Newborns have a very basic job description.
Intake and output. Sleep in between.
Sloane, at nine weeks, has developed an expertise in the first two areas. They are connected, top to bottom. An operational statement that the plumbing is working well.
The sleep part? Her nights are getting better, but her days are filled with busyness.
She has a packed schedule. Bubble blowing, grinning, mimicking her Aunt Debbie, tummy time to promote strong neck muscles, producing man-type toots that smell quite unladylike.
She is not, however, a still child. Even when trying to sleep, her arms are waving around like the conductor of an orchestra. When awake, she’s a constant motion machine.

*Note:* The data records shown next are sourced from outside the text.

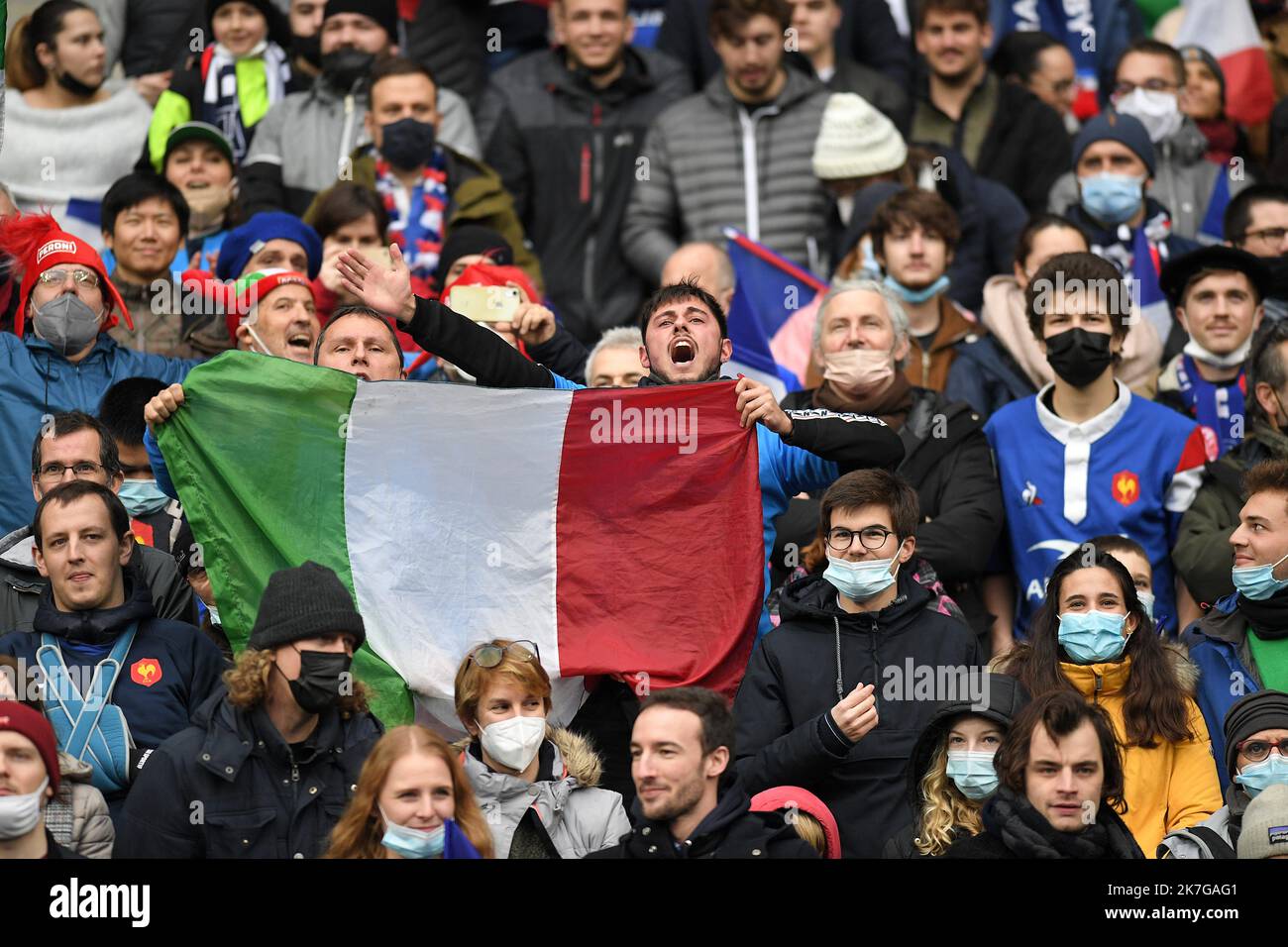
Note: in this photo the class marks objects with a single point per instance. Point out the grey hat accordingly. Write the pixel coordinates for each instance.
(308, 600)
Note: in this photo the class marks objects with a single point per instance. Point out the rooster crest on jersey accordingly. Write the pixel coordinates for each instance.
(1126, 487)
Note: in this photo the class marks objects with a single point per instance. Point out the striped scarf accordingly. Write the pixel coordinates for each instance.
(231, 108)
(416, 218)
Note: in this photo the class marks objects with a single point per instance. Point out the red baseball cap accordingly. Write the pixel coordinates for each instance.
(25, 720)
(37, 244)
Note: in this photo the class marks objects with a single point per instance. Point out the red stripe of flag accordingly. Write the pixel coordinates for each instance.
(658, 551)
(776, 261)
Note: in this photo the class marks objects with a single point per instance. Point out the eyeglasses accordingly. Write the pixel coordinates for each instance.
(80, 470)
(1257, 750)
(870, 538)
(490, 655)
(58, 277)
(1269, 235)
(1149, 84)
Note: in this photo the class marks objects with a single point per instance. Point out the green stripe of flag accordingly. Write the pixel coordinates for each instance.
(257, 431)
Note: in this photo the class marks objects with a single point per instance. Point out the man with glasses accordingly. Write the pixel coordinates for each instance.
(1256, 751)
(1202, 552)
(1147, 82)
(829, 699)
(77, 447)
(59, 356)
(1257, 221)
(117, 681)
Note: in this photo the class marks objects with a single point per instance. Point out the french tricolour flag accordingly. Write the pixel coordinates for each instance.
(771, 291)
(617, 528)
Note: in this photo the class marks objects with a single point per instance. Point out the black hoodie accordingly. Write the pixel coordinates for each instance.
(1006, 697)
(786, 735)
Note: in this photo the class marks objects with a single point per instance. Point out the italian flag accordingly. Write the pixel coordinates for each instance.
(1228, 31)
(617, 528)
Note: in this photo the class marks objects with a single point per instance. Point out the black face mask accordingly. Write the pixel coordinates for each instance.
(75, 86)
(407, 144)
(321, 674)
(308, 48)
(1080, 357)
(347, 65)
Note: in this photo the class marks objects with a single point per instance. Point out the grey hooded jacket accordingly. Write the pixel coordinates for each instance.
(708, 163)
(21, 583)
(303, 145)
(1183, 180)
(576, 814)
(1227, 821)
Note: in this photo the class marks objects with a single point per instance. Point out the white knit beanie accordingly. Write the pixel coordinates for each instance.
(855, 141)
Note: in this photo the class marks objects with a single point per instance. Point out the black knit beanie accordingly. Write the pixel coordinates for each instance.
(305, 602)
(384, 12)
(1263, 710)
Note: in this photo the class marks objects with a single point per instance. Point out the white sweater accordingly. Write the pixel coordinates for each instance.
(55, 155)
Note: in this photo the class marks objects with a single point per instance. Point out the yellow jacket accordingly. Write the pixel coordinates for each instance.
(1168, 787)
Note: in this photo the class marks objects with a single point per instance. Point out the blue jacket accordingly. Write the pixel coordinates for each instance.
(35, 380)
(1215, 643)
(155, 706)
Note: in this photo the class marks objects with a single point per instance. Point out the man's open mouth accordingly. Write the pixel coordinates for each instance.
(301, 342)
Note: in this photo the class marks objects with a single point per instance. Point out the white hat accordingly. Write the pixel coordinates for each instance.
(855, 141)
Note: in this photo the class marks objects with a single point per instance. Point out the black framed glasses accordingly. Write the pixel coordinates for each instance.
(53, 471)
(56, 277)
(490, 655)
(1257, 750)
(1269, 235)
(870, 538)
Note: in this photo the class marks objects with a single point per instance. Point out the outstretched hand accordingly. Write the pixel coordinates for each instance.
(385, 289)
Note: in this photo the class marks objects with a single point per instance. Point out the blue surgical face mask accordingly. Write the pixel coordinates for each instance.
(1257, 582)
(413, 843)
(859, 581)
(1146, 602)
(1112, 197)
(973, 772)
(142, 497)
(1257, 776)
(1093, 637)
(917, 296)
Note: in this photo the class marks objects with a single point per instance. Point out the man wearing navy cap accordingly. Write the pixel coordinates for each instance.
(1216, 294)
(269, 241)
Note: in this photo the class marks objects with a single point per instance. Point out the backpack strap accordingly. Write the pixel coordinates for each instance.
(1218, 847)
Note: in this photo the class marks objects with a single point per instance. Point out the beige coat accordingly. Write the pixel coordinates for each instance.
(77, 815)
(1006, 317)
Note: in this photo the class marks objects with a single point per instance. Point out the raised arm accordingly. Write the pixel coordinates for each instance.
(464, 343)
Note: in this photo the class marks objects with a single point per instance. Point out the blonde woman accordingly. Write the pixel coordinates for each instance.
(537, 787)
(951, 771)
(412, 801)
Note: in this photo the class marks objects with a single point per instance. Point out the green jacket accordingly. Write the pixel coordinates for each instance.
(476, 196)
(1202, 554)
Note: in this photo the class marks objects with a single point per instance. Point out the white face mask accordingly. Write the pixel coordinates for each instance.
(1158, 111)
(20, 814)
(845, 208)
(1228, 361)
(514, 742)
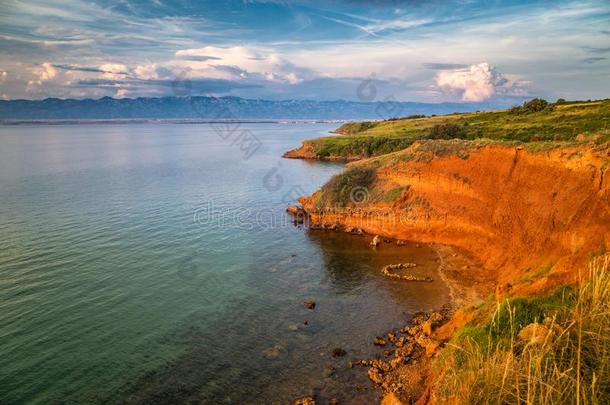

I’ve contemplated giving her baby hand weights so she can have a jump start building her biceps and triceps.
Not a well-received suggestion.
The difficulty comes when her arm waving startles her awake. Which happens fairly early into nap time.
Unless she’s swaddled.
These baby straightjackets offer an excellent source of calm pressure to keep her from smacking herself in the face with her flying fists.
She works so hard at getting her arms free from their tight confines. She struggles to move her little appendages up her sides and across her tummy to find the space to push through to freedom. She resents having them pinned to her sides.
Which seems counterintuitive when it’s the only way she actually gets good sleep. Bound up like a burrito. Twisted into a little taco.
There’s something about the gentle pressure of being held by the confines of a warm blanket, not imprisoned, but restrained, that’s soothing. Feeling comforted by softness. Having the reassurance of closeness.
Sloane fights it at first. Working those arms up and out. Melody has become a pro at wrapping her tightly enough so she can’t escape. When Sloane manages to pull a Houdini and works herself out of her wrappings, she wakes up.
What she really wants is to be soothed.
I like the idea of being soothed. I enter the grind of the busyness of life and begin to run on automatic pilot. My “doing” gets a little out of control, and unless someone jams my “on” button “off”, I struggle with turning my thinking and incessant doing off.
Jesus has that gentle restraining love that comforts me and keeps me from continually smacking myself upside the head with poor choices and arrogant behavior.
I’m no different than Sloane. I fight that love, wisdom and gentleness with an attitude that demands my way. My time.
There’s no rest in my way. Frustration happens because things don’t turn out like I want them to. The flailing arm thing.
Jesus holds me. He soothes me with His truth because I don’t always choose well or wisely. I can fight Him, ignore Him, refuse to listen to His Word.
That’s when I end up losing.
If I choose to follow Him, I’m choosing not to do the things that can hurt me.
Sloane doesn’t realize that her mom does things for her good, so she’ll grow to be all she can be.
I’m pretty dense when it comes to that myself.